Unfortunately, despite great efforts to improve production methods, no consistent protocol exists for making high-quality silver nanocubes any smaller than about 25 nm. Below that size, the edges and corners of the cubes are anything but sharp and this rounding diminishes the properties for which such nanoparticles might otherwise be useful.

Smaller Sharp-Edged Cubes using Bromide

Aleksey Ruditskiy and Younan Xia of the Georgia Institute of Technology, Atlanta, USA, have devised a polyol method for making higher quality silver nanocubes, the size of which can be controlled in the range of 13 to 23 nm without the troublesome rounding of edges and corners. The researchers were able to trigger rapid nucleation of silver atoms to form these nanocubes by using a trace amount of bisulfide ions, SH^– , which generate primary silver sulfide clusters, which serve as seeds for the growth of the silver nanocubes.

The addition of bromide ions regulates the nanoparticle growth kinetics and also caps the Ag(100) surface, keeping the corners and edges of their nanocubes nice and sharp. Bromide ions are obviously much smaller than bulky organic capping agents, such as poly(vinylpyrrolidone), and so allow the team to make much smaller silver nanocubes than was previously possible. The synthesis takes just minutes for the basic production and any extension to beyond an hour did not improve edge length, sharpness, or quality, although spherical nanoparticles smaller than 5 nm were obtained with longer growth times.

“The nanocubes of 13.4 ± 0.4 nm in edge length constitute the smallest nanocrystals of this kind reported to date,” the team states in the Journal of the American Chemical Society. Moreover, those nanocubes also have sharper corners and edges than the limited known examples of silver nanocubes that are smaller than 20 nm across, which can be shown by Transmission electron microscopy (TEM).
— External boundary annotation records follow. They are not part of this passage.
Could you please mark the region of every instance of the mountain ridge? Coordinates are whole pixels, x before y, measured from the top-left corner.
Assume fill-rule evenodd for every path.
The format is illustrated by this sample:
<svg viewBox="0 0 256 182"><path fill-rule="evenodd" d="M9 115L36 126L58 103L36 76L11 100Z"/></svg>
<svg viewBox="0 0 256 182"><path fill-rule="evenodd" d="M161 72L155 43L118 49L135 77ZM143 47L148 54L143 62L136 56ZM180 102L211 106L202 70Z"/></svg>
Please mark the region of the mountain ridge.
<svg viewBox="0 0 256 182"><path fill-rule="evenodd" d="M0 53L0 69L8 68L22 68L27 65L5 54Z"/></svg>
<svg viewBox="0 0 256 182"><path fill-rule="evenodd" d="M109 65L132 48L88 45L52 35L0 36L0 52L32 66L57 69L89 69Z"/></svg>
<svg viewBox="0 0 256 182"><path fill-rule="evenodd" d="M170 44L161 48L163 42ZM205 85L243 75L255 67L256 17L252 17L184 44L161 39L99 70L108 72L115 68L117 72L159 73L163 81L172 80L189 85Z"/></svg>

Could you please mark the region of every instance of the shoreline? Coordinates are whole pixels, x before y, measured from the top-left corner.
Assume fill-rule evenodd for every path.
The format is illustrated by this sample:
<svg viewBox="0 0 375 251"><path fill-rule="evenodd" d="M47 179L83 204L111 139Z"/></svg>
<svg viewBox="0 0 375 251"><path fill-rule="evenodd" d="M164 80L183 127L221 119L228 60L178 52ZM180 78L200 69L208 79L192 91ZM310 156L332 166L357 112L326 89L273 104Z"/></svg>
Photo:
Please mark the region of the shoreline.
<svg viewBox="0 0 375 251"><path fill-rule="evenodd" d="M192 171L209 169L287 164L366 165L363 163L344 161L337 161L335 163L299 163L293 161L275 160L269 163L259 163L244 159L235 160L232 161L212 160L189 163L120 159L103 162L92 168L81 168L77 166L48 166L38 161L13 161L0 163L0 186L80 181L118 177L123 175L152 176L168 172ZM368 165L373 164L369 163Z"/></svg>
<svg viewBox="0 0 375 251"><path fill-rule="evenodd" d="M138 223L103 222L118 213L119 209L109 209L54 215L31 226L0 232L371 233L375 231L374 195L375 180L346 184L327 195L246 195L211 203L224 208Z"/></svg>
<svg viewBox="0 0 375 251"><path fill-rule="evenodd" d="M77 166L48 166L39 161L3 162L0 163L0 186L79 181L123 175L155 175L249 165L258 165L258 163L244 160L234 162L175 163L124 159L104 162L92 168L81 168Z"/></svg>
Applications in Plasmonics, Catalysis, and Biomedicine

Such tiny nanocubes represent a system with a vast catalytic surface area and so could lead to a new approach to various synthetic processes. The current approach gives a yield of about 90 % and is both highly reproducible and readily scalable. “The availability of such small and sharp Ag nanocubes will open the door to an array of applications in plasmonics, catalysis, and biomedicine,” the team says.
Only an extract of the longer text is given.